Les années au cours desquelles Fernando Botero est entré dans le monde de l’art, à savoir la fin des années 1940 et le début des années 1950, ont été marquées en Colombie par un climat social où la violence était à l’ordre du jour (comme c’est le cas aujourd’hui avec la domination d’une criminalité impitoyable). Ce fut le cas avec le soulèvement civil qui a éclaté après l’assassinat du président du parti libéral en 1948 et qui a ensanglanté les rues de Bogota, causant plus de trois cent mille morts. C’est précisément à ce moment-là que le jeune Botero, originaire de Medellín, est allé vivre à Bogota et, entre 1951 et 1952, a organisé deux expositions dans la galerie du photographe Leo Matiz. Âgé de vingt ans et fasciné par le muralisme de Rivera & C., Botero nourrit une passion pour le baroque colonial, mais se tourne vers les artistes modernes : en particulier Gauguin et Picasso.

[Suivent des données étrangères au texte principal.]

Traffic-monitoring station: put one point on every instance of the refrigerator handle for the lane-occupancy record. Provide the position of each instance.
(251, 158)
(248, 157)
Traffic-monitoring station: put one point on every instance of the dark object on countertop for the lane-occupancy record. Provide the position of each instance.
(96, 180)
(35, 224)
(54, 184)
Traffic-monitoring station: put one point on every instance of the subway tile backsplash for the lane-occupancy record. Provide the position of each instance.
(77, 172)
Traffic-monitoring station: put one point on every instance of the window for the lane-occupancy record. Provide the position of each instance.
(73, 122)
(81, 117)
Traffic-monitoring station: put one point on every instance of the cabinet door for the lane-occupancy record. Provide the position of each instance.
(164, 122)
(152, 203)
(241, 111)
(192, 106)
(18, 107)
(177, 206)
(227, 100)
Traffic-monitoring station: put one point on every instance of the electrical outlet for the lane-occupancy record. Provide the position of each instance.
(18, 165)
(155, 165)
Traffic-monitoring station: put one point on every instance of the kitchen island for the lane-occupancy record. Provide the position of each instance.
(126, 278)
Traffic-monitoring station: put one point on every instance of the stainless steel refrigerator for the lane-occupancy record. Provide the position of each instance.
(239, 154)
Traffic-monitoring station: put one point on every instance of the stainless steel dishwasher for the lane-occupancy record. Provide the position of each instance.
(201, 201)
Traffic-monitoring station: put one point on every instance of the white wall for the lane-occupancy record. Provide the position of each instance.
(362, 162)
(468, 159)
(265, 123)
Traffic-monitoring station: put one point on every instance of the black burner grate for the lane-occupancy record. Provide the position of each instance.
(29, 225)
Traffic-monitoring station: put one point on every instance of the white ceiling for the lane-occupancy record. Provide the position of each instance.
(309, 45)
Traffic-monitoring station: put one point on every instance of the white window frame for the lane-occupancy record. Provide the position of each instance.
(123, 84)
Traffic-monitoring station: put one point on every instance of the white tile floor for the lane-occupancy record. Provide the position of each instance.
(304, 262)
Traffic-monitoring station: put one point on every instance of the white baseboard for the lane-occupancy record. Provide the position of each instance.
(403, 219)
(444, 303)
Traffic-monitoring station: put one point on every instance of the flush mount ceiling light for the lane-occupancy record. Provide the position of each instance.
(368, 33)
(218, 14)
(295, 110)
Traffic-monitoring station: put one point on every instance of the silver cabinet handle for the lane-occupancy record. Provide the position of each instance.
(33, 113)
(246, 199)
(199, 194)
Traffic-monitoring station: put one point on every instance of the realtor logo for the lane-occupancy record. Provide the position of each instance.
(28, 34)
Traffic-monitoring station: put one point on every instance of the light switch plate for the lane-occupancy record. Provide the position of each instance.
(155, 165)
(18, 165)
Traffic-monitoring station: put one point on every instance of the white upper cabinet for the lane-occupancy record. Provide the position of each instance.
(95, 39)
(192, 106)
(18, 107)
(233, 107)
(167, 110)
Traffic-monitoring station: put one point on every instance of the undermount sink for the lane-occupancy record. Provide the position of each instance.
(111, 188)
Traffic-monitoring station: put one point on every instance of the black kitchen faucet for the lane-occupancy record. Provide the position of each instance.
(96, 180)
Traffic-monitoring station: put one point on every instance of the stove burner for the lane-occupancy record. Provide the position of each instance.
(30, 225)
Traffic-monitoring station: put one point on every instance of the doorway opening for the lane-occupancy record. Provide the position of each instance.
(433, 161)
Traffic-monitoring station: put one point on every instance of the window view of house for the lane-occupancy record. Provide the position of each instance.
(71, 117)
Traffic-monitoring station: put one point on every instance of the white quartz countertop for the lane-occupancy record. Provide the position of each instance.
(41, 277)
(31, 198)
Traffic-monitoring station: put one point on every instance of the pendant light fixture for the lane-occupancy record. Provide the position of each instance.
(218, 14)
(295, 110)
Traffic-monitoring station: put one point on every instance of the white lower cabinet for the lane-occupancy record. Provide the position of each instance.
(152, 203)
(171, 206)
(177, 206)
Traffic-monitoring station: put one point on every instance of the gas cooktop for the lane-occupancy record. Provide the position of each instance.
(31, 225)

En 1953, un coup d’État militaire renverse le gouvernement conservateur de Colombie et prend le pouvoir pour quelques années, jusqu’en 1957, date de sa première exposition aux États-Unis : Botero veut être reconnu en tant qu’artiste et aspire à la célébrité. Il décide donc de quitter son pays pour l’Espagne, et de Madrid, le voyage qu’il entreprend en Europe le conduit à Paris puis en Italie, à Florence où, comme il le dira, il découvre les charmes de la Renaissance, en particulier Paolo Uccello. Mais le fil de la biographie rapide s’effiloche et l’histoire entre presque immédiatement dans une impasse répétitive qui semble se perdre dans une sorte de temps indéfini, esthétiquement toujours égal à lui-même, dont sa peinture “éclatée” aux dimensions monumentales semble caricaturer le monde et son propre temps sans l’égratigner. Ses donjons et marionnettes latino-américains se gonflent pour une sorte de cure d’œstrogènes, ils semblent tous souffrir de rétention d’eau et de dysfonctionnement adipeux. Pour Botero, ce n’est pas un syndrome naïf, au contraire, c’est le résultat d’une découverte artistique en bonne et due forme.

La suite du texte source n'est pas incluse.